The birth rate in England and Wales has fallen to a record low, according to the Office for National Statistics (ONS).
There were 657,076 live births in 2018, a decrease of 3.2 per cent on the previous year and down 9.9 per cent since 2012.
The birth rate now stands at 11.1 live births per 1,000 people – the lowest since records began in 1938.
The fertility rate has not been above two children per woman since the 1970s.
The ONS said a six-year trend of a falling fertility rate was mainly responsible for the drop in birth figures, but an aging population could also have played a role. It did not investigate the social reasons people may be having fewer children.

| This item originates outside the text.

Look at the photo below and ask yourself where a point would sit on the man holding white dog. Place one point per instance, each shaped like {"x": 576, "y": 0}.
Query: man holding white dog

Fertility rates were highest in the east of England with 1.81 children per woman, while the north-east had the lowest rate of 1.58.
The fertility rate is the average number of children a woman has, while the birth rate is the number of live births per 1,000 people.
Nearly half of all births (48.4 per cent) were outside of marriage, continuing a trend that began in the 1960s.
Clea Harmer from stillbirth and neonatal death charity Sands said she was glad to see a drop in the number of stillbirths to 2,689.
However she said it was “too early” to say whether England was on track to meet the government’s commitment to halve deaths by 2025.
The figures come after Prince Harry said he plans to have no more than two children for the sake of the planet.